Monday, February 16, 2004

With Malice Toward...None?

Today is President's Day. Many businesses are closed. In this economic climate, it's unclear if all of these businesses will open again tomorrow. And if the firms open again, who knows how many of their jobs went to India overnight? ... Banks are closed. The workers at my bank hurriedly take the ketchup off the table when they see me coming these days anyway ... There's no regular mail delivery today -- as if there is any such thing. ...

Oh, yes, the courts are also closed today. That gives Mayor Gavin Newsom and all the City Hall staffers another day to issue marriage licenses to same-sex couples while opponents of such magnanimity have the whole day to wring their hands. They can file their injunctions tomorrow. ...

Mayor Newsom says he was moved to legalize same-sex marriages after he heard President Bush make a reference in his State of The Union about supporting a constitutional amendment to ensure marriage remains a contract between a man and woman. I can't help but wonder what Thomas Jefferson would say about such a lurid scheme to corrode the Constitution. And I can't be precisely sure what Jefferson meant when he said in his first inaugural address on March, 4, 1801, "Equal and exact justice to all men, of whatever state or persuasion ..."

That has become such an odd term is recent years, "persuasion." Sort of a creepy code word for bigotry. For example, "My good friend, Cuthbert, is of the Jewish persuasion" or "Cuthbert is of the gay persuasion."... Who persuaded him to be Jewish? Or gay, for that matter? Was anyone ever persuaded to be gay and Jewish? But I digress. ...

The phrase of Jefferson, "equal and exact justice," is what Mayor Newsom is talking about when he rejects the notion of "civil union" as a substitute for marriage. "It's a case of separate and not equal," says Gavin. Jefferson might be inclined to agree, though it's silly to speculate. Would Jefferson condone same-sex marriage? He was a man of the world. It might have been just fine with him -- as long as it didn't frighten the horses or get in the way of him sleeping with the slaves. ...
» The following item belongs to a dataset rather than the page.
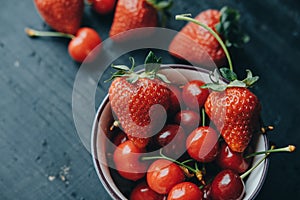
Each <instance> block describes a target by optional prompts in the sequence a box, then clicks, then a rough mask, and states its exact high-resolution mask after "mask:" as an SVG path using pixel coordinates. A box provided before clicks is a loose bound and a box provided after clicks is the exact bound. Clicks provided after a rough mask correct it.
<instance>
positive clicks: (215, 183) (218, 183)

The President's Day holiday was signed into law in 1971 by Richard Nixon. Doesn't it sound just like Nixon to come up something so vague, colorless and bureaucratic? To combine the birthdays of Washington & Lincoln, and "honor all the presidents of the past." All of them? Even Nixon? I'm sure that's what he had in mind. He certainly didn't do it to give bank employees a day off. He didn't have any use for banks. Nixon had his money delivered to him in battered suitcases by burly men in bulging jackets while he was on the golf course. ...
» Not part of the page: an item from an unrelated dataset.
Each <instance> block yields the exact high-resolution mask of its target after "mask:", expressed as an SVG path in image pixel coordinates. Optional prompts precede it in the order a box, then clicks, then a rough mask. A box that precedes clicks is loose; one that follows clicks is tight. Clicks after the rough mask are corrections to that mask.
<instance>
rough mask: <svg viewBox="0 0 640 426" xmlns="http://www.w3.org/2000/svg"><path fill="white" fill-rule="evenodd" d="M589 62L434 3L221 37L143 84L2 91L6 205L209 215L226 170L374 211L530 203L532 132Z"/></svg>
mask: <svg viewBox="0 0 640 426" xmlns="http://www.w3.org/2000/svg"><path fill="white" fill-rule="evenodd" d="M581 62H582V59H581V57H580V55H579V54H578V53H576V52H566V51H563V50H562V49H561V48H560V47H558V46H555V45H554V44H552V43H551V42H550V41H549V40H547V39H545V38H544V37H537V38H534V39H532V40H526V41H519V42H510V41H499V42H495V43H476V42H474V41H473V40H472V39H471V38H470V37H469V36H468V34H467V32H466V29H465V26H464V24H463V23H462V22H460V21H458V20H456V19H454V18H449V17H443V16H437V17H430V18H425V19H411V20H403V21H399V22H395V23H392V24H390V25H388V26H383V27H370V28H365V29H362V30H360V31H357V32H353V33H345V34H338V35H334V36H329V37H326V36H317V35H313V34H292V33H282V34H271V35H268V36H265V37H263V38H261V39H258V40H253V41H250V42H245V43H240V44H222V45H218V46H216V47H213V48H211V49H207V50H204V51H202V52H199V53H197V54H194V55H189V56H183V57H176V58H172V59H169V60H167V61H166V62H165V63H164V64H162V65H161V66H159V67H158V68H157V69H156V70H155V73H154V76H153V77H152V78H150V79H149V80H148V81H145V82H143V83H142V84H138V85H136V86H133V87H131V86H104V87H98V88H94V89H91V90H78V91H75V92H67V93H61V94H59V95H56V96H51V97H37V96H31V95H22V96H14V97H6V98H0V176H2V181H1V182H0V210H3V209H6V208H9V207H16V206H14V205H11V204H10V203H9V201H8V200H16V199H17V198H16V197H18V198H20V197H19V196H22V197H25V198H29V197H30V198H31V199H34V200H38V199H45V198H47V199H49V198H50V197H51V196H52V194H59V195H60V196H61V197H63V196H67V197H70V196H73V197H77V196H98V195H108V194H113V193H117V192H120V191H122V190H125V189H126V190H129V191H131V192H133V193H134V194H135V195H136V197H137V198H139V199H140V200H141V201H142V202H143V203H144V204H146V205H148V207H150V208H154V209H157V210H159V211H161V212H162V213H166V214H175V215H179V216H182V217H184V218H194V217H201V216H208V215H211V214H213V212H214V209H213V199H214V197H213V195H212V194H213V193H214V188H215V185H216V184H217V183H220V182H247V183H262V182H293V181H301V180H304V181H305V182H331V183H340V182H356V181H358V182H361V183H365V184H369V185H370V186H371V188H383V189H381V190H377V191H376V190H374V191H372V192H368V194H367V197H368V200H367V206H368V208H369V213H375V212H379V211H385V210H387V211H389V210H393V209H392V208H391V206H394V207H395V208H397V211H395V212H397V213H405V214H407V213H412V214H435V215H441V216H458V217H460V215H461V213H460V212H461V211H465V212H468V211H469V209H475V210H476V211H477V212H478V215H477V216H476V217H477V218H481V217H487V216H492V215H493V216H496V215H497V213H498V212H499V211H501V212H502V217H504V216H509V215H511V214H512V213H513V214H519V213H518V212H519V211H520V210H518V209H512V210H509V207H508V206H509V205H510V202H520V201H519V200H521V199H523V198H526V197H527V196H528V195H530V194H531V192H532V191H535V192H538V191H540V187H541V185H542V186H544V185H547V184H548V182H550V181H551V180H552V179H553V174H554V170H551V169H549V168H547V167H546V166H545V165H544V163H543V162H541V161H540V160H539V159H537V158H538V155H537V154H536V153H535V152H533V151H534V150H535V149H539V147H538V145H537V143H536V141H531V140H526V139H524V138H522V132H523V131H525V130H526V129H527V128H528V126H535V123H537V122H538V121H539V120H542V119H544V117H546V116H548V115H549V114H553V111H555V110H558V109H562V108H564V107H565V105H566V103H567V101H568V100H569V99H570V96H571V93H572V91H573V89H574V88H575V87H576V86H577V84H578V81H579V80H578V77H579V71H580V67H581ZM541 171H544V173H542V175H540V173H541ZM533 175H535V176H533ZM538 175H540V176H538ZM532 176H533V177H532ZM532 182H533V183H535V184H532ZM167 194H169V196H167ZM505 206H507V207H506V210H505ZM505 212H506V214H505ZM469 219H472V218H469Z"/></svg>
As we honor the presidents of the past, it's a good time to honor those who should have been president. Anyone who might have seen what Viet Nam was doing to the nation. That could have been Robert Kennedy. It might have been Barry Goldwater. Or Eugene McCarthy. Or George McGovern. Or Pat Paulsen. ... America got hornswoggled by Nixon, who had "a secret plan to end the war -- I'll tell you about it after I'm elected." ... I wish the Democratic candidate might have the guts to say, "I've got a plan: I'll end this thing in Iraq before it becomes a Viet Nam." ...

As for the birthday boys: I grew up in a part of the country that was surrounded by Revolutionary War history. All sorts of inns and hotels displayed signs that read, "George Washington Slept Here." There were so many of these places that one began to believe Washington got more than plenty of sleep while fighting the British. This is unlikely. He didn't sleep around all that much. That's the rap they're trying to hang on John Kerry. ...
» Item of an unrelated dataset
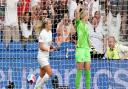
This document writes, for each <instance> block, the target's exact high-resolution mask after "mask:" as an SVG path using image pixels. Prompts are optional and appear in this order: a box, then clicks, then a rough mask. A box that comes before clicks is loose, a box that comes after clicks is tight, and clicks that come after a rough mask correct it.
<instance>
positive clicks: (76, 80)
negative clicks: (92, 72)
mask: <svg viewBox="0 0 128 89" xmlns="http://www.w3.org/2000/svg"><path fill="white" fill-rule="evenodd" d="M83 67H84V63H82V62H77V63H76V68H77V72H76V79H75V86H76V89H80V80H81V76H82V69H83Z"/></svg>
On the other hand, Lincoln looked like he never got any sleep. That was one tuckered-out looking man. He had guided the Union through the Civil War and he was ready for nap. But Mrs. Lincoln insisted he go to the theater that last night. ... "There are two things that scare the tarnation out of me," Ulysses S. Grant might have muttered. "Running out of Tennessee whisky and running into Lincoln's wife." ... She had a terrific temper. "Emancipation Proclamation?" she once shrieked at the president. "I'll show you Emancipation Proclamation. Go take out the garbage!" ...

All jokes aside, Washington and Lincoln were remarkable men who seemed truly committed to doing the right thing for the nation as a whole -- not for pragmatism, nor the polls nor for their personal aggrandizement. ... We might not be able to remember the exact dates of their birthdays anymore but on this day, I can recall enough to stop and sigh, "Why can't we find anyone like them?